As many New Yorkers sheltered in place this past summer, Hannah Darensbourg ’22 CLAS toiled away on the rooftop of her brownstone apartment building in New York City’s Harlem neighborhood. When she had received a Villanova Undergraduate Research Fellowship in February 2020, she had planned to use a plot in Villanova’s research garden to study growing conditions for plants native to the Northeast.
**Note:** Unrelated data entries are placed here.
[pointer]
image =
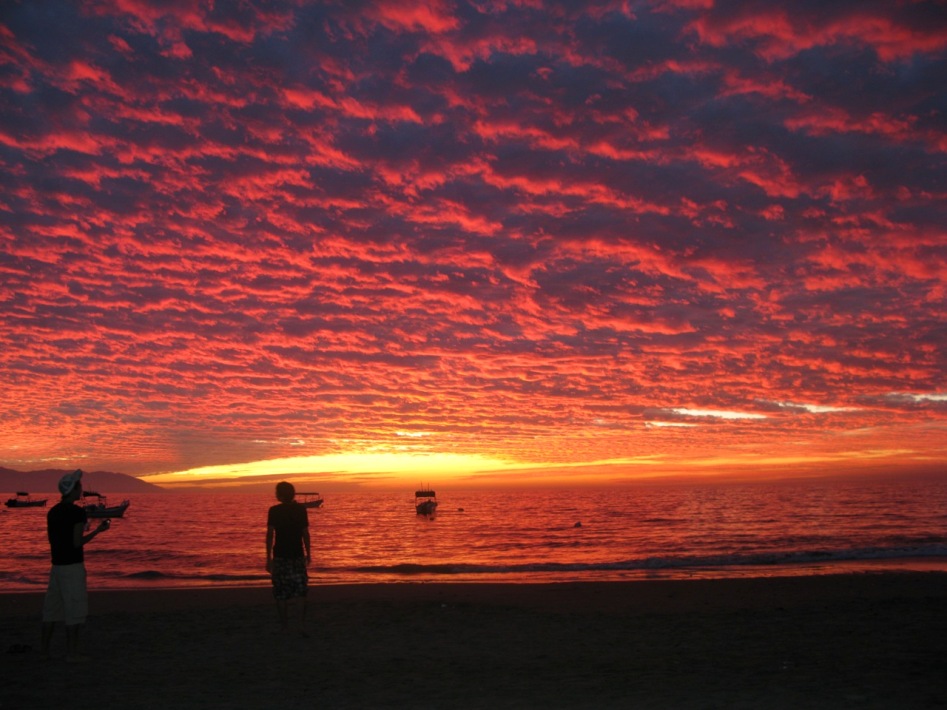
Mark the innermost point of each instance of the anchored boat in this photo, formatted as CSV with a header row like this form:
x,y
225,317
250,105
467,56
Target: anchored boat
x,y
24,500
101,508
425,502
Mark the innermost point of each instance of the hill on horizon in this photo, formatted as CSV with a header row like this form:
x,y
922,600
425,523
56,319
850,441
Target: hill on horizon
x,y
46,481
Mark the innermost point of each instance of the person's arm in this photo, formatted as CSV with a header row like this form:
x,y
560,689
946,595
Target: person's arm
x,y
269,547
78,539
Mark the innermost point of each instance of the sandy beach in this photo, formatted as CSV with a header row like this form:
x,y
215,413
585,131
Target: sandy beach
x,y
838,641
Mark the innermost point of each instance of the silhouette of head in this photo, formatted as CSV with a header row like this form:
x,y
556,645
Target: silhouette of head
x,y
285,492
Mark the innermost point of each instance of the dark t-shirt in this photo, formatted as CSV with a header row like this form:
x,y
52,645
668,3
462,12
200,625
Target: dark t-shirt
x,y
288,520
61,520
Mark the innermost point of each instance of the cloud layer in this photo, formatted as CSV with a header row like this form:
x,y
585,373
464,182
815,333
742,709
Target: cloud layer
x,y
552,233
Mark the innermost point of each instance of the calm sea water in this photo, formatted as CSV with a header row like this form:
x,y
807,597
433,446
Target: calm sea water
x,y
675,531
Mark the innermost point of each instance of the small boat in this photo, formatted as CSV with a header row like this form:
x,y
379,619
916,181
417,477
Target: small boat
x,y
310,500
101,508
25,500
425,502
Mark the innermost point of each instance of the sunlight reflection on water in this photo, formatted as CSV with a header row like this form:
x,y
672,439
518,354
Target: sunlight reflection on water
x,y
175,540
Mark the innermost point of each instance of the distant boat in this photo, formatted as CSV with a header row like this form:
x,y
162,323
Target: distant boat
x,y
101,508
425,502
310,500
24,500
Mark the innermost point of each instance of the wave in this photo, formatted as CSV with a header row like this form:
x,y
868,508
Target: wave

An Environmental Sciences and Geography double major, Hannah wanted to investigate if these plants could be used in green roofs—rooftop systems featuring vegetation, which can help with water management, enhance insulation and improve air quality. Then COVID-19 struck. Campus went virtual, and students were informed their summer research fellowships would have to be conducted at home.
“It was a blessing in disguise, actually,” Hannah says. “At Villanova’s garden, I wouldn’t have had the exact conditions I needed to test for green roof gardens. But I live in New York City on the fourth floor of a townhouse.” With her landlord’s blessing, she was able to construct her own research garden on the roof.
Hannah built four 3.5-square-foot beds, tilted slightly for drainage. She filled the beds with a lightweight foam substrate and planted native switchgrass and lanceleaf coreopsis. For 12 weeks, she watered each bed according to different criteria and recorded the outcomes.
Having reached some promising early conclusions, Hannah is eager to continue her research. She says, “I have such hope for the future. There’s still so little research in this area, but I hope it will become more interactive and more popular in our future, and I’m excited to be on the front line.”
Building a Garden from Scratch
Constructing anything atop a Harlem townhouse isn't easy. Hannah's roof access is up a narrow ladder, through a hatch. The plywood for the base of her beds had to be cut in strips and reassembled roof-side, and the two-by-fours for the sides were fed up the hatch one by one. "Hannah has the mind of an engineer," says Steven Goldsmith, PhD, associate professor of Geography and the Environment, who serves as Hannah's faculty mentor. "She truly thinks through issues with project design and monitoring."